この計算ツールでできること
対象地域について:このツールは日本向けの初期値を採用しています。平均寿命の初期値は84歳、たばこの価格は1箱440円、生涯のたばこ代は万円単位(1万円=1単位)で表示します。すべての初期値は編集できるため、日本以外の方も平均寿命や1箱あたりの価格をお住まいの国の数値に置き換えるだけで利用できます。なお、たばこ1本あたりの「寿命短縮」の数値は公衆衛生上のおおまかな推計値であり、医学的な予測ではありません。
このツールでは、喫煙者の予測寿命、残りの余命、平均寿命と比べて失われる年数の合計、そして生涯にわたって支払うたばこ代の総額を試算します。
使い方
1日に吸うたばこの本数、1箱の価格、喫煙を始めた年齢、(任意で)現在の年齢、そして平均寿命(たばこを一切吸わなかった場合に到達する年齢)を入力してください。現在の年齢は残りの余命を表示するためだけに使います。
計算式の解説
このモデルは、たばこ1本につき約5分30秒(5.5分)寿命が縮むという英国王立内科医協会(Royal College of Physicians)の推計に基づいています。これを「1日喫煙あたりの年数」に換算すると、\(r = \dfrac{\text{1日の本数} \times 5.5}{525960}\) となります。525960は1年(365.25日)あたりの分数です。喫煙開始年齢を \(s\) とし、その後 \(T\) 年間吸い続けると、暦の上での年齢は \(s + T\) となり、喫煙によって \(r \times 365.25 \times T\) 年分の寿命が削られます。
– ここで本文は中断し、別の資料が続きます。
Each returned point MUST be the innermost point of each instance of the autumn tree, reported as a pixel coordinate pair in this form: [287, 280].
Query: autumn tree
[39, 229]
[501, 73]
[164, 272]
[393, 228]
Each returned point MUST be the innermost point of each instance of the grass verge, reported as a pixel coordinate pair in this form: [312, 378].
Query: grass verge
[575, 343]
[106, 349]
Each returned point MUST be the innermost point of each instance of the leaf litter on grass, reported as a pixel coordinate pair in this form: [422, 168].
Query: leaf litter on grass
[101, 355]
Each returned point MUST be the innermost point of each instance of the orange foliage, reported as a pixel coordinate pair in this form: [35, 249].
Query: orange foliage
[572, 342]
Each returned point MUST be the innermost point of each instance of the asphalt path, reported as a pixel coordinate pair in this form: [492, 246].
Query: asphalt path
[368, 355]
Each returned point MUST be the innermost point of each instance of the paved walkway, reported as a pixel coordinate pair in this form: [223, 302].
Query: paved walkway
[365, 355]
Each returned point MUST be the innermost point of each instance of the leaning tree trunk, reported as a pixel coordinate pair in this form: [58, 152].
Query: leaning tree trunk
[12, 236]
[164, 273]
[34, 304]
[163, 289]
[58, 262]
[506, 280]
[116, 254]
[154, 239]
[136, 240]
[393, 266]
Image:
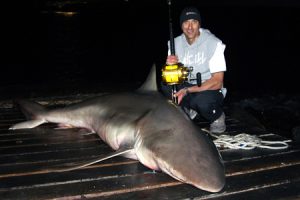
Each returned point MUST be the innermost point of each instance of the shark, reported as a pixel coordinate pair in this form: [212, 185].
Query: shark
[141, 125]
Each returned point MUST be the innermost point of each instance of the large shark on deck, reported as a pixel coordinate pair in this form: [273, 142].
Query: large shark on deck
[141, 125]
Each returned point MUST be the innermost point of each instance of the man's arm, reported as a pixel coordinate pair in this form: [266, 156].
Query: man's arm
[214, 83]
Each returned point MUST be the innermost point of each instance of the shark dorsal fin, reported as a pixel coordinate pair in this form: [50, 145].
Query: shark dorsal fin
[150, 84]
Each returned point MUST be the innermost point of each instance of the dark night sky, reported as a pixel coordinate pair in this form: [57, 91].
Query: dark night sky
[117, 41]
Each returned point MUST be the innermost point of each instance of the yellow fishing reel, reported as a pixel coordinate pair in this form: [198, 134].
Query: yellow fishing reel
[174, 74]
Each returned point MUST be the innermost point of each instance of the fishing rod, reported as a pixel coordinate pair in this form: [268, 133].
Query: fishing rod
[177, 73]
[173, 74]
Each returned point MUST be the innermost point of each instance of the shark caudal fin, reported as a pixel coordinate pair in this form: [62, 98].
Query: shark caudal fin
[150, 84]
[32, 112]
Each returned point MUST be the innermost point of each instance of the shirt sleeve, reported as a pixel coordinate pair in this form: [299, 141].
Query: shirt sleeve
[217, 62]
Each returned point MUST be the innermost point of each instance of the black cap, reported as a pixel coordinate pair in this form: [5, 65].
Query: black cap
[189, 13]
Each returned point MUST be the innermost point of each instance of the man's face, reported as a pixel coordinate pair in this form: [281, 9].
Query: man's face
[190, 29]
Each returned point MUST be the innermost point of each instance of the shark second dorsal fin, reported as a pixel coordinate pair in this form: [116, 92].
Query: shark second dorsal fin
[150, 84]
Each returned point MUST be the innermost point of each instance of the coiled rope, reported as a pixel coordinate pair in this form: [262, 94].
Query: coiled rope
[247, 142]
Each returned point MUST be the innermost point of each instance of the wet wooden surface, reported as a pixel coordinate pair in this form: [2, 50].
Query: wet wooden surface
[25, 154]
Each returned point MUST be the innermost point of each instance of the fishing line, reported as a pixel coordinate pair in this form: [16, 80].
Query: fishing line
[248, 142]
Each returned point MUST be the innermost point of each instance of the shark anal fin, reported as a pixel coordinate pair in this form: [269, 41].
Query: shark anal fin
[28, 124]
[83, 164]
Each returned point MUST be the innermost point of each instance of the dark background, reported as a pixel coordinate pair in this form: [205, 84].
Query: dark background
[114, 42]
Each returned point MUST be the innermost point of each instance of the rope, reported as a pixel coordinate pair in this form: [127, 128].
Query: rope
[247, 142]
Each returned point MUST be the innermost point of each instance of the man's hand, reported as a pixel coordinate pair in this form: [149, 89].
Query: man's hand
[171, 60]
[181, 94]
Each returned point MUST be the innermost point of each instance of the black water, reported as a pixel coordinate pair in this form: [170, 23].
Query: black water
[112, 44]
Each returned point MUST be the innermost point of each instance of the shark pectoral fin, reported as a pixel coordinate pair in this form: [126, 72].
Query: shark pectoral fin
[28, 124]
[83, 164]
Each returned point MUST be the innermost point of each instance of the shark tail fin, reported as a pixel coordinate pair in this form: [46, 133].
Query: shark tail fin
[150, 84]
[83, 164]
[33, 112]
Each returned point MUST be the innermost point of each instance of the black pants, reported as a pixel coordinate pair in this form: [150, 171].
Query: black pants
[208, 104]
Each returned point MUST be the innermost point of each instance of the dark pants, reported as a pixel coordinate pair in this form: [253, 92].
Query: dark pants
[208, 104]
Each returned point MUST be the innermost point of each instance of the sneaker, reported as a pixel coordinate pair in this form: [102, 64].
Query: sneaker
[219, 125]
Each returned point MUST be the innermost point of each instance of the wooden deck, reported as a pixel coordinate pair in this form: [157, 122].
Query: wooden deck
[24, 154]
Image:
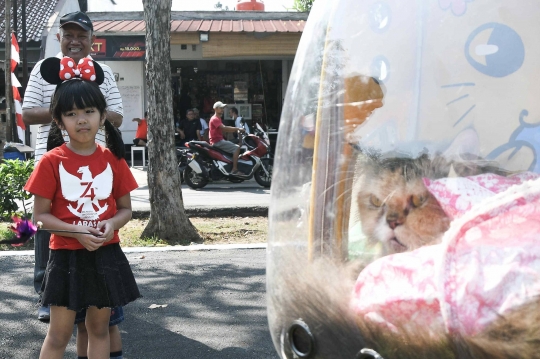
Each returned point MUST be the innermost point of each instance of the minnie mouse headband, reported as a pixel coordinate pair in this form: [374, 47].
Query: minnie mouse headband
[55, 70]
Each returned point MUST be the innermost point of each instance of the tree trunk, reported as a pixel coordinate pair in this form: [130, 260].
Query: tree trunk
[168, 220]
[9, 90]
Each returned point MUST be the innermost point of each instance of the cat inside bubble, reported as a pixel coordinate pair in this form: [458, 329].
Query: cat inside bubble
[396, 211]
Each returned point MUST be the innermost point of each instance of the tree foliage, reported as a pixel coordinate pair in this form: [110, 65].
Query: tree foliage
[13, 177]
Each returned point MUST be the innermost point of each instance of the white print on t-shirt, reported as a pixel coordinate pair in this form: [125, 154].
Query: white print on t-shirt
[86, 223]
[86, 191]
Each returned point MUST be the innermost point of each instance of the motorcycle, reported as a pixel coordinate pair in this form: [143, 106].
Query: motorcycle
[183, 154]
[209, 163]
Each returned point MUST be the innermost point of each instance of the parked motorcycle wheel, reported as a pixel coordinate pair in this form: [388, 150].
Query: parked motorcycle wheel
[193, 179]
[260, 176]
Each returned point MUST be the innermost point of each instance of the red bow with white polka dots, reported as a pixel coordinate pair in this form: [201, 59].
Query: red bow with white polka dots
[84, 69]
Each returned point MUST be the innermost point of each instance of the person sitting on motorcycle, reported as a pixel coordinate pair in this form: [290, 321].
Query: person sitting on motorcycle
[217, 128]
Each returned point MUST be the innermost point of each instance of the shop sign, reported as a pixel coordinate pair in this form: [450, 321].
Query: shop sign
[99, 48]
[119, 48]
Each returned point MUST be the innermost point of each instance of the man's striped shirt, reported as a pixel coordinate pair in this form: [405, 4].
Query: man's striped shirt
[39, 92]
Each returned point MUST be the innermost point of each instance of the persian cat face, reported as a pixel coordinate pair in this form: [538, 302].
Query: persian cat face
[395, 208]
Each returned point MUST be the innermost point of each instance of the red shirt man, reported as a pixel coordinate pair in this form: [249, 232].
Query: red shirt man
[216, 136]
[142, 131]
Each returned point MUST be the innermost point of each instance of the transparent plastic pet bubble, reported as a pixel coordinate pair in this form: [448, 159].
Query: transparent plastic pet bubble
[405, 197]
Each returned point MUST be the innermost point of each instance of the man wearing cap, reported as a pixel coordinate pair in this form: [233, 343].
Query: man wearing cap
[217, 128]
[76, 37]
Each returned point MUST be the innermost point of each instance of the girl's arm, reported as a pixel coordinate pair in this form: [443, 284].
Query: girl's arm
[122, 216]
[42, 213]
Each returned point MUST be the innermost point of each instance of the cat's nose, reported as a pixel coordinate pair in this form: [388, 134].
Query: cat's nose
[394, 220]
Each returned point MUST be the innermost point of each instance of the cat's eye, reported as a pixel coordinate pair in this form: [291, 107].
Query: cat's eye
[417, 201]
[375, 201]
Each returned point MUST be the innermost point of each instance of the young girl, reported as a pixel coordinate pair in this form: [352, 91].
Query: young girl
[82, 190]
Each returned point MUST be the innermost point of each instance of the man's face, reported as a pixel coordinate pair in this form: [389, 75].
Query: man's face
[75, 42]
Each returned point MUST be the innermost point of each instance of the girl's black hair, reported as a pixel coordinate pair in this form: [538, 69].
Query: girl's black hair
[81, 94]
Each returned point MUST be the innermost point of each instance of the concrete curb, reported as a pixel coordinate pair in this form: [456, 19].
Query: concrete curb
[195, 247]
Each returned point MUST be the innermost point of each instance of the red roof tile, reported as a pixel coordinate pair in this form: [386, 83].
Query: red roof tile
[121, 26]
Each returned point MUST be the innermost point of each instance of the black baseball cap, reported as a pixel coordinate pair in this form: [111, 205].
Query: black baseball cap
[77, 18]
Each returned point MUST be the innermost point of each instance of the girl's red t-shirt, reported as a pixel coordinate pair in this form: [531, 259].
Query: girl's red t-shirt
[83, 189]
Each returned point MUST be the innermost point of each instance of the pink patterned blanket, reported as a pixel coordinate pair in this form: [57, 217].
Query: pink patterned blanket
[487, 264]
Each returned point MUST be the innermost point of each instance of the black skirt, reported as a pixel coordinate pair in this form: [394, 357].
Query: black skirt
[78, 279]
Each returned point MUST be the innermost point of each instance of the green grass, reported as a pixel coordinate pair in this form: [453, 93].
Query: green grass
[224, 230]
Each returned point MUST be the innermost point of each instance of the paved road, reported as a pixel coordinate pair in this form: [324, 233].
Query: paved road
[222, 194]
[215, 307]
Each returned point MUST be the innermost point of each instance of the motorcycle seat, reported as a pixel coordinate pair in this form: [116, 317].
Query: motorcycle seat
[209, 146]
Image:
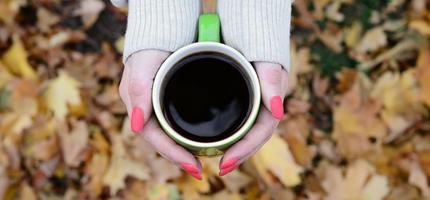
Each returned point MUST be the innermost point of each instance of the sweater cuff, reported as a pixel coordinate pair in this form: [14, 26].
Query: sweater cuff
[160, 24]
[260, 29]
[119, 3]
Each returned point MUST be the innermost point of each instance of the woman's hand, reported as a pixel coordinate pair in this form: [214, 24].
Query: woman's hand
[274, 85]
[136, 90]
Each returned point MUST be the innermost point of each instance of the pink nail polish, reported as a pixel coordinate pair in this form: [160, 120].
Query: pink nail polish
[229, 163]
[277, 107]
[190, 168]
[228, 170]
[196, 176]
[137, 120]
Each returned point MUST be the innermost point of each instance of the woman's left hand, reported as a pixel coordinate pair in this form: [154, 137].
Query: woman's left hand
[274, 86]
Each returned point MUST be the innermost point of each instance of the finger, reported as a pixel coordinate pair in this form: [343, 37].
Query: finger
[123, 90]
[170, 150]
[259, 134]
[271, 80]
[143, 66]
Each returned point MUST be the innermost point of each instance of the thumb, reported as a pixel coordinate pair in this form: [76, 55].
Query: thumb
[272, 79]
[143, 68]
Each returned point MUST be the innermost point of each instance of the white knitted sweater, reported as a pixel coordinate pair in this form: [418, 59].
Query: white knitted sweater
[259, 29]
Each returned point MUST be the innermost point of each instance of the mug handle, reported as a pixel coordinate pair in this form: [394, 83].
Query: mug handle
[209, 28]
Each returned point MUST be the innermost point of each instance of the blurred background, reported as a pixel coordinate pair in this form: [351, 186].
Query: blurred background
[357, 123]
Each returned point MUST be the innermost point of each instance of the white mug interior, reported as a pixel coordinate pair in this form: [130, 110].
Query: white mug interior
[192, 49]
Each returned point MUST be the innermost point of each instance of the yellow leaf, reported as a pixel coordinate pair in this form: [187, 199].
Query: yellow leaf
[372, 40]
[96, 169]
[376, 188]
[359, 182]
[61, 92]
[421, 26]
[423, 74]
[282, 165]
[74, 143]
[121, 166]
[16, 61]
[418, 178]
[5, 76]
[353, 34]
[27, 192]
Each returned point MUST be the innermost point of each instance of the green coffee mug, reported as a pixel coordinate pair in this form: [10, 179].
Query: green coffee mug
[208, 41]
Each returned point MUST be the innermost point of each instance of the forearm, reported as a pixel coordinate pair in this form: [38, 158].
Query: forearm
[159, 24]
[260, 29]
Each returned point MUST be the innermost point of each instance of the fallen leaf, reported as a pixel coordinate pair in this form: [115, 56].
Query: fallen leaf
[423, 74]
[164, 191]
[359, 182]
[121, 166]
[163, 170]
[353, 34]
[96, 169]
[89, 11]
[372, 40]
[418, 178]
[27, 192]
[61, 92]
[45, 19]
[74, 143]
[421, 26]
[236, 180]
[282, 165]
[16, 60]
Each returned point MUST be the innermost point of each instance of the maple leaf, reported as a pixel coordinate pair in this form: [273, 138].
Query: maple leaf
[423, 74]
[121, 166]
[61, 92]
[15, 59]
[74, 143]
[283, 165]
[372, 40]
[359, 182]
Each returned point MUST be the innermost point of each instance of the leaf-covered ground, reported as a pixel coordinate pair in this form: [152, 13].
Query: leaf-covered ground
[357, 123]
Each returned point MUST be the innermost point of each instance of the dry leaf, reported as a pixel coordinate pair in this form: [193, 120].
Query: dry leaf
[27, 192]
[418, 178]
[421, 26]
[161, 192]
[45, 19]
[61, 92]
[96, 169]
[89, 11]
[121, 166]
[359, 182]
[282, 165]
[423, 74]
[74, 143]
[163, 170]
[15, 59]
[373, 40]
[352, 35]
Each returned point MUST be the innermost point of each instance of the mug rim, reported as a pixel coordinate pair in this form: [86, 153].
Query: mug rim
[198, 48]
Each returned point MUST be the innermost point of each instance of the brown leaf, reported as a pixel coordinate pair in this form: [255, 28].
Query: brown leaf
[89, 11]
[121, 166]
[74, 143]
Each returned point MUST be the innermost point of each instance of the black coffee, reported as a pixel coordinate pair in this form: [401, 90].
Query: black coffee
[206, 97]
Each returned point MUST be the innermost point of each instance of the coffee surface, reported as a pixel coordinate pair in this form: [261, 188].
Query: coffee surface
[206, 97]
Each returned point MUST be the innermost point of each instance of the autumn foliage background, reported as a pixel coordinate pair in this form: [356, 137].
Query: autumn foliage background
[357, 123]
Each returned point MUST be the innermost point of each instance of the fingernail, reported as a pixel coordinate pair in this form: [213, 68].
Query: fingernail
[229, 163]
[226, 171]
[277, 107]
[197, 176]
[190, 168]
[137, 120]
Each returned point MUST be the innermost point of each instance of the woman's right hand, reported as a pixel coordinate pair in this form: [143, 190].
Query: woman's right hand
[135, 90]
\(s + T + (r \times 365.25 \times T)\) がベースとなる寿命 \(L_0\) に達したときに死亡すると考えると、 $$T = \frac{L_0 - s}{1 + r \times 365.25}$$ という閉じた式が得られます。予測寿命は \(s + T\) で求められます。
計算例
1日20本、1箱440円、20歳から喫煙、ベースの寿命を84歳とした場合: $$r = \frac{20 \times 5.5}{525960} = 0.0002091$$ $$r \times 365.25 = 0.07639$$ $$T = \frac{84 - 20}{1.07639} = 59.46 \text{年}$$ したがって予測寿命は約79.5歳、失われる余命は約4.5年となります。生涯に吸うたばこは \(20 \times 365.25 \times 59.46 = 434{,}330\) 本、すなわち21,716箱で、たばこ代は9,555,000円、約955.5万円になります。
よくある質問
残りの余命がマイナスになるのはなぜですか?現在の年齢がすでに予測寿命を上回っている場合、統計上の予測年齢を過ぎていることを示すために、残りの余命をマイナスで表示します。
これは医学的なアドバイスですか?いいえ。これは啓発・参考目的の試算です。個々の結果は遺伝、健康状態、その他さまざまな要因によって変わります。
日本以外でも使えますか?はい。平均寿命と1箱あたりの価格をお住まいの国の数値に置き換えてください。計算方法は同じです。